Just a thought that crossed my mind, this guy is totally nuts and delusional, if he does have mental health issues he certainly gives people with those conditions a bad name, I can see a man plagued with constant bipolar manic episiodes who will do everything in his power to have control and feels his people love him, I have read speeches he has made and looked at his out of control eccentric behavior and its creativity not harnessed but creativity gone bad.

Like Mubarak had he used his energy towards good he could have achieved lots and if he has these issues many people go on to lead rewarding lives and are the most unique inspirational people.

My worry is - he is destroying his own country, another Sadaam Hussain - will he try to in his last moment - attack and drop bombs on Egypt as we have a link towards the west - and what could or would be done in everyone's opinion to stop it or if it happened the outcome?
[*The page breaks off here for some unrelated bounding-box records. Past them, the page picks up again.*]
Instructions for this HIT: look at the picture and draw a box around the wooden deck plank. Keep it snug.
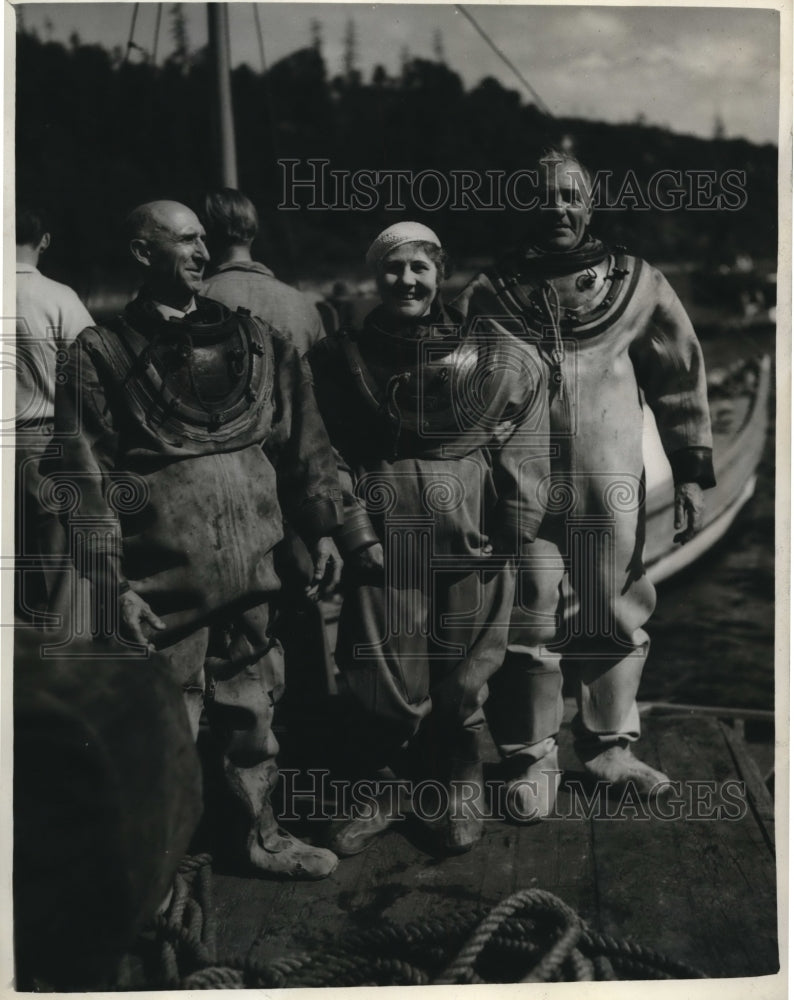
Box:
[592,719,777,976]
[207,718,777,976]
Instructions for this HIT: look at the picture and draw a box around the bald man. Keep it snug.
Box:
[56,201,341,878]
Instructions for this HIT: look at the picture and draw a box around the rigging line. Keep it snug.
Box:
[251,3,267,73]
[124,3,140,63]
[152,3,163,66]
[455,3,554,118]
The only way this man and his son will stop is when they drop dead, I don't wish death on anyone but it needs to be weighed up what is in the common good of the people - where are Mossad when you need them 

Anyone else have these worries or thoughts?


----------



## MaidenScotland (Jun 6, 2009)

Horus said:


> "Gaddafi is defiant and his son, Saif al-Islam, has warned the West against launching military action. He said the veteran ruler would not relinquish power or be driven into exile"
> 
> Just a thought that crossed my mind, this guy is totally nuts and delusional, if he does have mental health issues he certainly gives people with those conditions a bad name, I can see a man plagued with constant bipolar manic episiodes who will do everything in his power to have control and feels his people love him, I have read speeches he has made and looked at his out of control eccentric behavior and its creativity not harnessed but creativity gone bad.
> 
> ...





No not me


----------



## Sujith-Thomas (Mar 1, 2011)

Ha Ha!! Maiden, at least say a few more words... Looks like Horus has put in too much thought into this whole thing


----------



## Sonrisa (Sep 2, 2010)

I have to say that it didn't occur to me that he would go round dropping bombs in Egypt. So no, I don'ts share Horus thoughts and worries. 
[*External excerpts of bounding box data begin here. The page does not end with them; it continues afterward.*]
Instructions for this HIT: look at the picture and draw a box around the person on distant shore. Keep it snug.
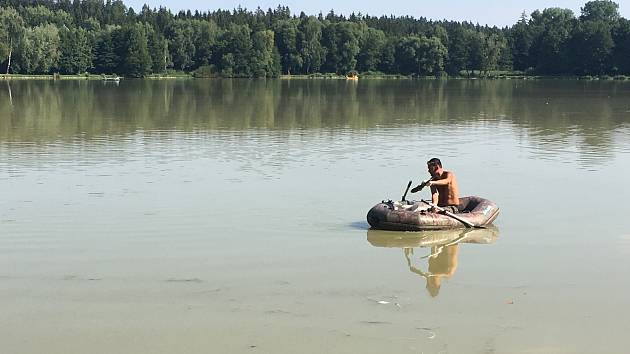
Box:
[411,157,459,213]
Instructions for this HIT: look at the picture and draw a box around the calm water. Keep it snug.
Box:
[0,80,630,354]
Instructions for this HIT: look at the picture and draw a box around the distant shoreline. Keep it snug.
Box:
[0,73,630,82]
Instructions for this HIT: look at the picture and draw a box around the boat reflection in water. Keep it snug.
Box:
[367,226,499,297]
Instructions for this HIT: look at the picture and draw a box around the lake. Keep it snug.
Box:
[0,79,630,354]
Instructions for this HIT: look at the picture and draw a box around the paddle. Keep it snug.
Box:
[421,199,485,229]
[401,181,411,202]
[411,177,433,193]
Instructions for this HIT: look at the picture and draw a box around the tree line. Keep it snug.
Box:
[0,0,630,77]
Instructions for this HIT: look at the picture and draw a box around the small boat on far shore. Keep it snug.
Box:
[103,76,120,82]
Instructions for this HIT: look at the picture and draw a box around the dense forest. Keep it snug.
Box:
[0,0,630,77]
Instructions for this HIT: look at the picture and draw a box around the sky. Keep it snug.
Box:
[123,0,630,27]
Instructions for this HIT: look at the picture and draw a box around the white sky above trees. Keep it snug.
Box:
[123,0,630,27]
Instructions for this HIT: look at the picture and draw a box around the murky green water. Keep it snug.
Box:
[0,80,630,353]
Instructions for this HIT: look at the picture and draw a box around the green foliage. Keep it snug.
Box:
[123,23,153,77]
[0,0,630,77]
[58,28,92,74]
[16,24,60,74]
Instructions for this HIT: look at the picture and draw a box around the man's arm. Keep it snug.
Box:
[429,172,453,186]
[431,182,440,205]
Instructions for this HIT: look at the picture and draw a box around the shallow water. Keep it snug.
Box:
[0,80,630,353]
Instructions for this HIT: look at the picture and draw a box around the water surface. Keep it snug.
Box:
[0,80,630,353]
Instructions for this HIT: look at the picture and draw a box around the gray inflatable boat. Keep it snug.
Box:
[367,196,499,231]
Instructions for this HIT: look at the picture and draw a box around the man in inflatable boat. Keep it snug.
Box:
[411,157,460,213]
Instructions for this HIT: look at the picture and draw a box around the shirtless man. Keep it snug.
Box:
[411,158,459,213]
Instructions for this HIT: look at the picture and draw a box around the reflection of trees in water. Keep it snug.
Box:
[0,79,630,156]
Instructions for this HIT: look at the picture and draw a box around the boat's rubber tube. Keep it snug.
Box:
[367,196,499,231]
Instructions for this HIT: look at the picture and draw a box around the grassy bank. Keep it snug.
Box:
[0,71,630,81]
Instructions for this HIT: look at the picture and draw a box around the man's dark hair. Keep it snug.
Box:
[427,157,442,167]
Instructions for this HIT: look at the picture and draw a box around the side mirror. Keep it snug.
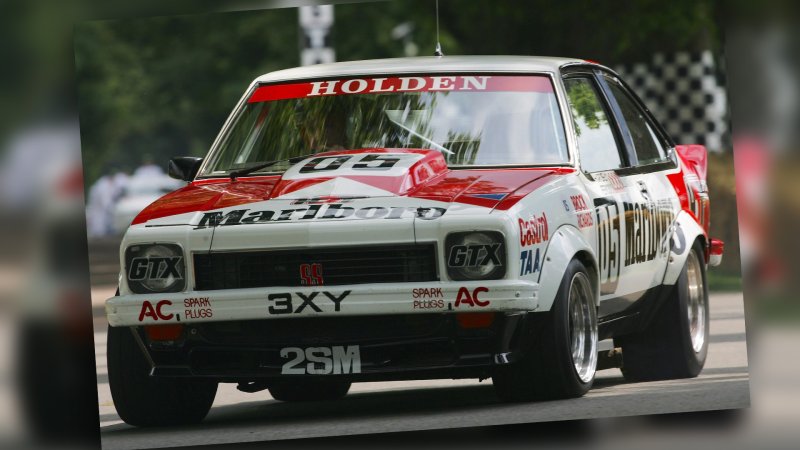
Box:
[167,156,203,181]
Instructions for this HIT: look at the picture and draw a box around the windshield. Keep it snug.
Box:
[200,75,569,176]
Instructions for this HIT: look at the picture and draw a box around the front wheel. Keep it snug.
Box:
[107,326,217,427]
[492,259,597,401]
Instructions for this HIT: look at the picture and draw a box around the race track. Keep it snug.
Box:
[95,293,750,449]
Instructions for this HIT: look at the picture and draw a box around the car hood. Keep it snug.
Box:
[133,149,574,226]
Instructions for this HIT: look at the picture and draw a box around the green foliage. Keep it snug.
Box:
[567,82,606,136]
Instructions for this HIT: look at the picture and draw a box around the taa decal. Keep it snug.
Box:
[594,197,622,295]
[519,212,548,247]
[623,202,675,266]
[569,194,594,228]
[300,263,325,286]
[281,345,361,375]
[195,202,447,230]
[139,300,175,322]
[519,248,541,276]
[455,287,489,308]
[267,291,350,315]
[411,288,445,309]
[447,242,503,267]
[128,256,183,281]
[183,297,214,319]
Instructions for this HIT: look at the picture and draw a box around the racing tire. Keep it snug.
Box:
[492,259,598,402]
[616,244,709,381]
[269,380,351,402]
[107,326,217,427]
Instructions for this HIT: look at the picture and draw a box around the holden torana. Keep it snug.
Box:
[106,56,723,426]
If anything scares me right now is the genocide and what he is doing to his very own people in Libya, and I hope his life as a ruler and the terror that he is causing will come to an end very soon. 
I guess he could end up in Sharm joining mubarak tea parties! Haha, before we know it Sharm will be full of wackos...as if the sharks weren't bad enough.


----------



## Eco-Mariner (Jan 26, 2011)

Tony Blair is probably there supping his coffee, already kissing up to them.


----------



## Horus (Sep 17, 2010)

Sonrisa said:


> Haha, before we know it Sharm will be full of wackos...as if the sharks weren't bad enough.


I am here now

Could not get any worse schweeet heart 

It's Wacko Central here :humble:

I don't think the guy is welcome here, Bedoin tents are so 630 AD and that Ghengis Khan beard, I mean that's so 748 AD he has must go, bit of stubble, make it a tickler - not a stickler - he will be popular with the ladies here

The guy needs to kick both of his sandals off get on some brogues, nice white shirt and hipsters jeans and jump into 2011


----------